Compliance and Security teams also face the challenge of tracking where the data flows and how it is shared. The risks related to AI apps and agents are surely discussed and mitigated actively in every organization at the moment. We blogged earlier about Microsoft Purview Data Security Posture Management (DSPM), a solution that focuses on data protection in a landscape with traditional and AI applications. The capabilities have now been extended with direct actions against risk behavior and enhanced monitoring of the data usage in Fabric.

Purview Data Loss Prevention (DLP) Policies for Fabric (Preview)

The update extends DLP capabilities to structured data stored in OneLake, enabling organizations to automatically enforce restrictions and mitigate insider risk or accidental data leak.

Quick Policy for Data Theft, Purview Insider Risk Management (General Availability)
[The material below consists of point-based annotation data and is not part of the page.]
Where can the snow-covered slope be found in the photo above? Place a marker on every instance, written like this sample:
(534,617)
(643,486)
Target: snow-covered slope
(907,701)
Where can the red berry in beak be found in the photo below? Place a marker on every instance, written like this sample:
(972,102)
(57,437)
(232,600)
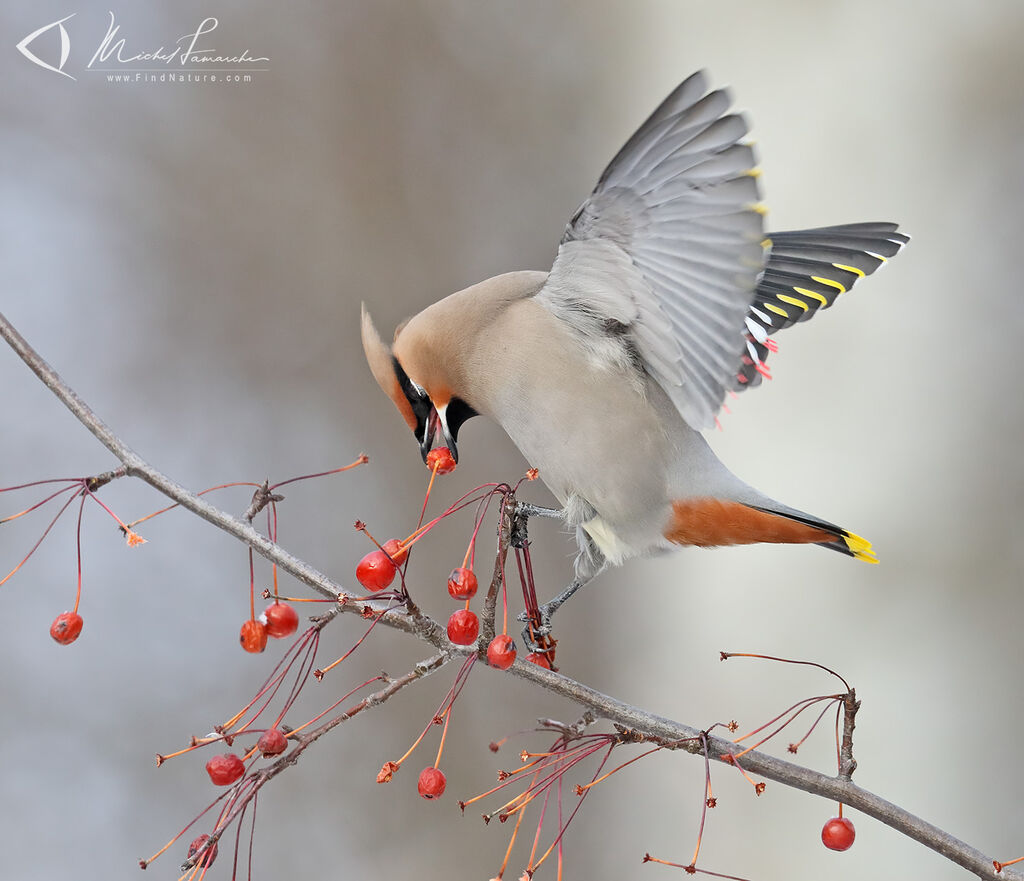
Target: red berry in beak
(441,460)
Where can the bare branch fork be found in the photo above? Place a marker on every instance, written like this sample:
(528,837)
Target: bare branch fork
(650,726)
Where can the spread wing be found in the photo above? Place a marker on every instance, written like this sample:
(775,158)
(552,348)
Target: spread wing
(666,254)
(807,269)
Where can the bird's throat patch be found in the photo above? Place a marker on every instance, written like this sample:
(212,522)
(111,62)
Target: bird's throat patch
(712,522)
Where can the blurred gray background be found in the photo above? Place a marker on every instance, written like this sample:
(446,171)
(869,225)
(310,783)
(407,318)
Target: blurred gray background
(192,258)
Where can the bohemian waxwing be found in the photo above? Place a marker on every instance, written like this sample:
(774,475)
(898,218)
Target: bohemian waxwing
(605,370)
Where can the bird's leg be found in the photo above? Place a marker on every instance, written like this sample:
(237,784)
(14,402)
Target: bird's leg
(537,630)
(538,626)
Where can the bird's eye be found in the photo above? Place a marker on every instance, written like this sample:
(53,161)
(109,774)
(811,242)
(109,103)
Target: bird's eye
(417,396)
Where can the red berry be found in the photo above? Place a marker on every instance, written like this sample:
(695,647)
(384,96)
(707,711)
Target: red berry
(431,783)
(208,857)
(253,636)
(464,627)
(375,571)
(281,620)
(838,834)
(501,652)
(441,460)
(462,583)
(271,743)
(394,550)
(225,769)
(66,627)
(540,660)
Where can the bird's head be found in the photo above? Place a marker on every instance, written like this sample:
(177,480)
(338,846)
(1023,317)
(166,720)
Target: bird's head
(418,373)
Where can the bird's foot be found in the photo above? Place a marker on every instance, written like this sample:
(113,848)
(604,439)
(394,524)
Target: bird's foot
(537,629)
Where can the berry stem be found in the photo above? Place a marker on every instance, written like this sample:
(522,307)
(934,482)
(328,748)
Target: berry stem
(361,460)
(46,532)
(78,543)
(727,655)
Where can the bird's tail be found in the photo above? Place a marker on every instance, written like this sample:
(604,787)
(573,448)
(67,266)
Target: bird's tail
(845,542)
(714,522)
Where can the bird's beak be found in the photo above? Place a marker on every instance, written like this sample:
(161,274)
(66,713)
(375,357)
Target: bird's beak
(429,430)
(437,418)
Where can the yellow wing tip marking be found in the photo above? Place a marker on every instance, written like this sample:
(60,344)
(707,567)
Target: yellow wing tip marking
(847,268)
(814,295)
(793,301)
(860,547)
(830,282)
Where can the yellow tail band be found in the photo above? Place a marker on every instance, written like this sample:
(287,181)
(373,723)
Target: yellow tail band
(860,547)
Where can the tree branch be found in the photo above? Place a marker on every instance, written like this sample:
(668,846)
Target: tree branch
(651,726)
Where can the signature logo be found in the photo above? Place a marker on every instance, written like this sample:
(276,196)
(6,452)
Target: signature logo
(188,52)
(23,47)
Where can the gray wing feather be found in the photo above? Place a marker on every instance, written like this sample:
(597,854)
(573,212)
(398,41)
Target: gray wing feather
(670,245)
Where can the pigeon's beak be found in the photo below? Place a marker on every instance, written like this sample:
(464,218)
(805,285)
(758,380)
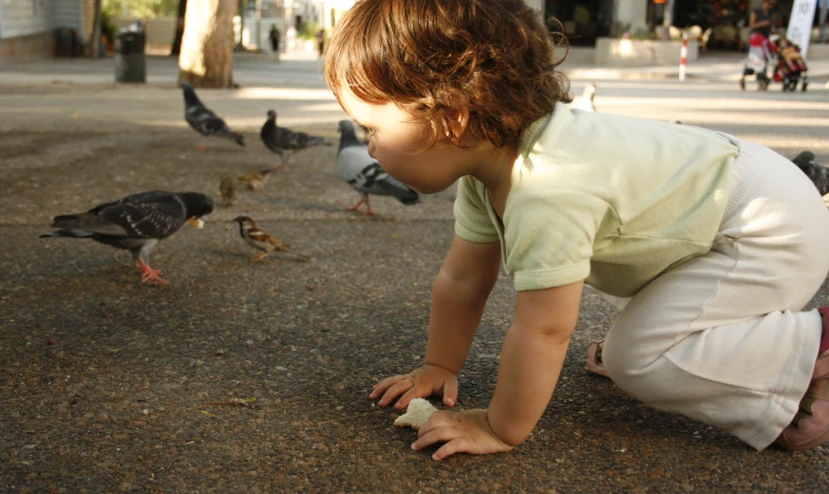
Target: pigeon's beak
(196,222)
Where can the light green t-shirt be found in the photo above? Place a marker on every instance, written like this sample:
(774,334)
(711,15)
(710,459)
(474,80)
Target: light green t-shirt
(608,199)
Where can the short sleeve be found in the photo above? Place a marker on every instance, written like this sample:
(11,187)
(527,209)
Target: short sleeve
(549,238)
(472,220)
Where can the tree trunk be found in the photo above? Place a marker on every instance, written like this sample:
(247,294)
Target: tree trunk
(668,19)
(241,9)
(176,48)
(206,58)
(94,46)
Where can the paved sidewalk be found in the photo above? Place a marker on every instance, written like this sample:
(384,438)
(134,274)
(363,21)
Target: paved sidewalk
(253,70)
(254,377)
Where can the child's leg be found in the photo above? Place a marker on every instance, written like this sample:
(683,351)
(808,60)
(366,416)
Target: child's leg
(720,338)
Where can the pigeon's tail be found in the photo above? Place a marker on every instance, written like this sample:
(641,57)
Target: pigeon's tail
(70,233)
(803,159)
(411,199)
(74,221)
(317,141)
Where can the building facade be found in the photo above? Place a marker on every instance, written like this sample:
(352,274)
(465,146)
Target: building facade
(40,28)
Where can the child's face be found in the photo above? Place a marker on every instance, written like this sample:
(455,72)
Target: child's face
(404,147)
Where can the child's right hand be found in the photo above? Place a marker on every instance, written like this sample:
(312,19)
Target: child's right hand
(420,383)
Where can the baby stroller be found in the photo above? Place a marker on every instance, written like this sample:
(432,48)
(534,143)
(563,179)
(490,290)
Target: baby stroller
(789,66)
(759,56)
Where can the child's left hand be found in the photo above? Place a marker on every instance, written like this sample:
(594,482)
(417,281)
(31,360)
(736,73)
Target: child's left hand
(463,432)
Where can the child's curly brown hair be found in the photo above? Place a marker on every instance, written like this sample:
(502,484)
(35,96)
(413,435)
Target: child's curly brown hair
(432,57)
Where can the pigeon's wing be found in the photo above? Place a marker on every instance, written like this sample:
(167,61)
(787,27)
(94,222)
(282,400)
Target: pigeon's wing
(203,120)
(158,219)
(89,224)
(302,140)
(273,137)
(351,161)
(380,183)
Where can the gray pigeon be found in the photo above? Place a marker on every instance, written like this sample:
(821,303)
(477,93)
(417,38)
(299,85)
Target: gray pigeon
(363,173)
(204,121)
(136,223)
(819,175)
(284,141)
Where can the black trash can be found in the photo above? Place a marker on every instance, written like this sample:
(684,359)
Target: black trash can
(130,63)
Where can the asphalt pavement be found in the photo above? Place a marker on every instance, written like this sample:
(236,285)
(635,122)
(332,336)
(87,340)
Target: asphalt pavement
(254,377)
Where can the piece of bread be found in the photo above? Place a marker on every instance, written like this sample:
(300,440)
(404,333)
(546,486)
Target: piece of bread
(417,413)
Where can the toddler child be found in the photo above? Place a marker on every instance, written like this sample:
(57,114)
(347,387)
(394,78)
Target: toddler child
(709,244)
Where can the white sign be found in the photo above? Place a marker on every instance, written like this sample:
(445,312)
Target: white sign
(800,23)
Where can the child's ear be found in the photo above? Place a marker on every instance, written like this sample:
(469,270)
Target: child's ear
(458,119)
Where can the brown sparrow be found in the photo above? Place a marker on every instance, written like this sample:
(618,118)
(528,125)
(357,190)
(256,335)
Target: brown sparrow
(255,180)
(262,240)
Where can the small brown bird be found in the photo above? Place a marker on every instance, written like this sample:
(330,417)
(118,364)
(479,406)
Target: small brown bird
(227,189)
(262,240)
(255,180)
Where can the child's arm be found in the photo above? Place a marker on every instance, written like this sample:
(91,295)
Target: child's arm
(531,361)
(458,299)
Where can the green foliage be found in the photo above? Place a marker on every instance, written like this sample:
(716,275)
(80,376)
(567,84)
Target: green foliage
(140,8)
(307,30)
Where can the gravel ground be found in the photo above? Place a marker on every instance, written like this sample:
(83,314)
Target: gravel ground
(110,385)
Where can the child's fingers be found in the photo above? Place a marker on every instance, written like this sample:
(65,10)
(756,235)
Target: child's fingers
(458,445)
(450,392)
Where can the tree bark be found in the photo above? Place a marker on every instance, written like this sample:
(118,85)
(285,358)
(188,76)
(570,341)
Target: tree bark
(668,19)
(176,48)
(93,47)
(206,58)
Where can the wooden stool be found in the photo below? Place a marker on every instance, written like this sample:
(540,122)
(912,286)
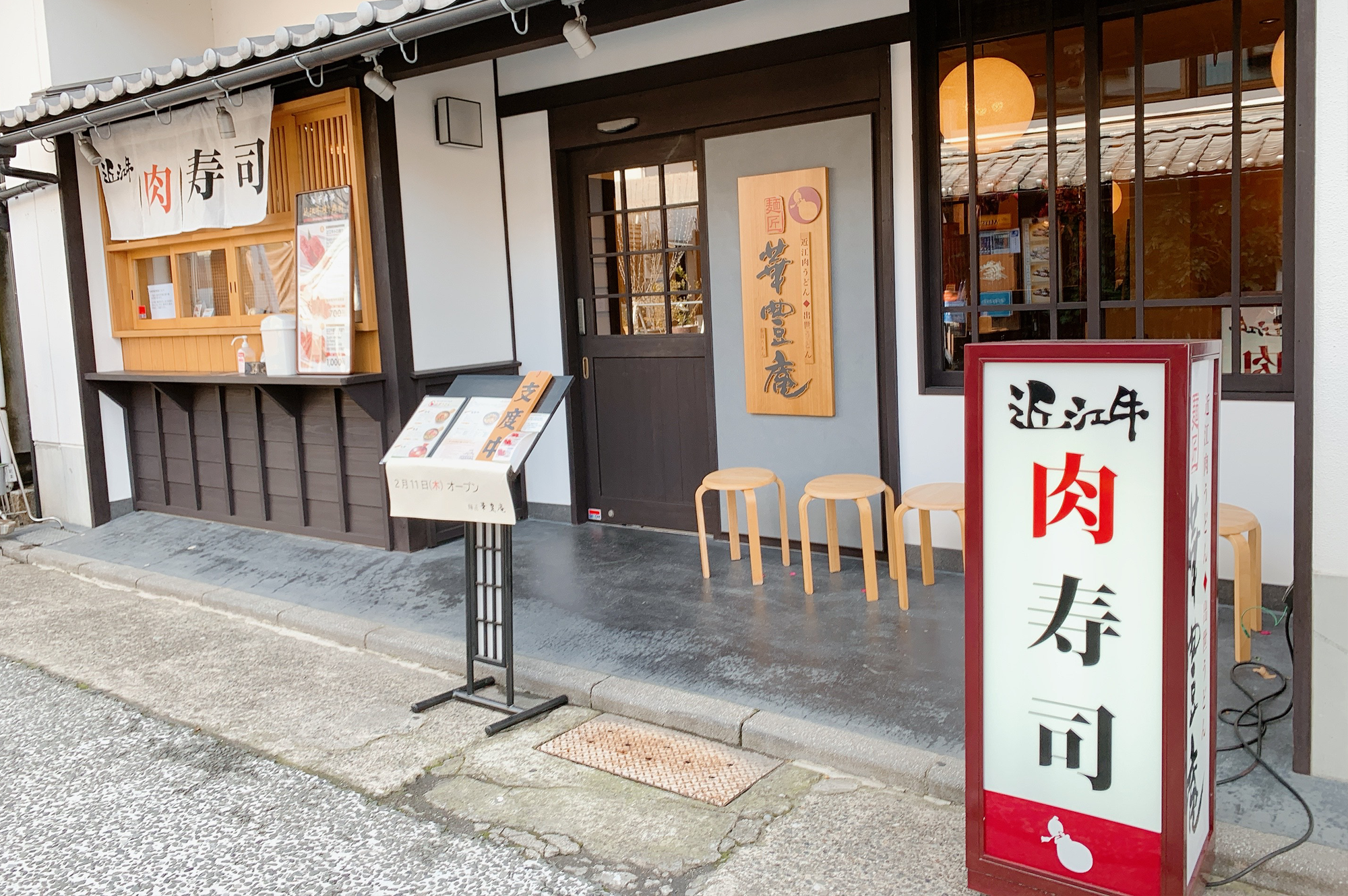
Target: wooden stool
(924,499)
(742,479)
(1241,527)
(847,487)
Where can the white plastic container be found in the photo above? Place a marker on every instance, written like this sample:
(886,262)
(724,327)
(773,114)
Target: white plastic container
(278,344)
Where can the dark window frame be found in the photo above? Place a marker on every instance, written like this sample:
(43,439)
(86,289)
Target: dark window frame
(933,36)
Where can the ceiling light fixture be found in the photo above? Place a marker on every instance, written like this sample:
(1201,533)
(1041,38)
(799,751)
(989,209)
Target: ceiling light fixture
(88,152)
(224,122)
(375,80)
(576,33)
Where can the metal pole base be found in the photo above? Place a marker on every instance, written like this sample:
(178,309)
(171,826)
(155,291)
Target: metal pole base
(421,707)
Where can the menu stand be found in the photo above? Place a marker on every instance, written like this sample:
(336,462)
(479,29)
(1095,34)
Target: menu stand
(489,557)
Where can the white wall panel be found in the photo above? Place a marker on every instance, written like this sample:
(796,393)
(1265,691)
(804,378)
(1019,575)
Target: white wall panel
(454,226)
(533,251)
(737,25)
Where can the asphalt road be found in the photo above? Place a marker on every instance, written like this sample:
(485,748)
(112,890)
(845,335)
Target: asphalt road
(99,798)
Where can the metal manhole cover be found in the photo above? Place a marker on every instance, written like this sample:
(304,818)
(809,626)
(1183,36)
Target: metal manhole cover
(681,763)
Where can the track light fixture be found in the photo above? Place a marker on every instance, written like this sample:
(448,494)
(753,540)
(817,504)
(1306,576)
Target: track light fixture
(576,33)
(88,152)
(375,80)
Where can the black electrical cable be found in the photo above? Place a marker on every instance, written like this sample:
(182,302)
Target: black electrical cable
(1256,747)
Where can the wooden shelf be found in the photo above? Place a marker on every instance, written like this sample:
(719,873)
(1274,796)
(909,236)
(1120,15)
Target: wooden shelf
(234,379)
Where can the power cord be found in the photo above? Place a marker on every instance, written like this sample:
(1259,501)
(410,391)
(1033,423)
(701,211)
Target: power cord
(1260,723)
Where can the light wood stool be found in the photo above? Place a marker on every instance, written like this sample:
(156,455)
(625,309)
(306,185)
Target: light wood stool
(742,479)
(924,499)
(847,487)
(1241,527)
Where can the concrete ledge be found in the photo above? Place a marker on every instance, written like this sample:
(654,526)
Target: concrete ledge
(115,575)
(246,604)
(788,738)
(187,589)
(1308,871)
(444,654)
(53,560)
(669,708)
(336,627)
(549,680)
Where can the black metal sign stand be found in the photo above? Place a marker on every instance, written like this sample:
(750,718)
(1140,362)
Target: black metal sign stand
(489,626)
(489,579)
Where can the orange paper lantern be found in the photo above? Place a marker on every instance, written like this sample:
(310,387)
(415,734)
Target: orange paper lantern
(1004,104)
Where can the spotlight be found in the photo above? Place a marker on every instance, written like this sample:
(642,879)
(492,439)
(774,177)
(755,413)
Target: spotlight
(224,122)
(88,152)
(378,84)
(576,33)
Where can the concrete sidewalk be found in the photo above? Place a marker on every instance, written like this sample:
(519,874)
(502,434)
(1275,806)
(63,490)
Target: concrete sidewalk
(307,688)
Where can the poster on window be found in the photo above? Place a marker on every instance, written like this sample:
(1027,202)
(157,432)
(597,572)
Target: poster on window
(177,173)
(787,293)
(326,276)
(1090,510)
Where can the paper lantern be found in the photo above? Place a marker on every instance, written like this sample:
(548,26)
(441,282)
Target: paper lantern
(1276,63)
(1004,104)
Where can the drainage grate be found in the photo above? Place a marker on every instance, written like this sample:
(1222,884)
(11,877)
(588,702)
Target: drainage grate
(681,763)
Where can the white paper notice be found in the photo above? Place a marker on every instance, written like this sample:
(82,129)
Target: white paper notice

A streamlined “quick policy” for data theft detection and prevention is now generally available—supporting rapid response to insider threats without manual rule creation. In addition, compliance and security team can now access more granular risk reporting tied to Fabric usage, supporting compliance requirements and improving audit readiness.

Purview DSPM for AI – Fabric Copilots and Data Agents (Preview)

Fabric integrates with Purview’s Data Security Posture Management (DSPM) for AI, enabling leaders to monitor how AI agents and copilots use data—and to ensure usage complies with policy.

Modern data governance does require automation, but that is not the starting point. What we at Zure work on with our customers, are first the prerequisites: strategies, policies and roles of people and the value it all drives. While AI agents and copilots become embedded in analytics workflows, the governance model must ensure that innovation does not come at the expense of security or compliance.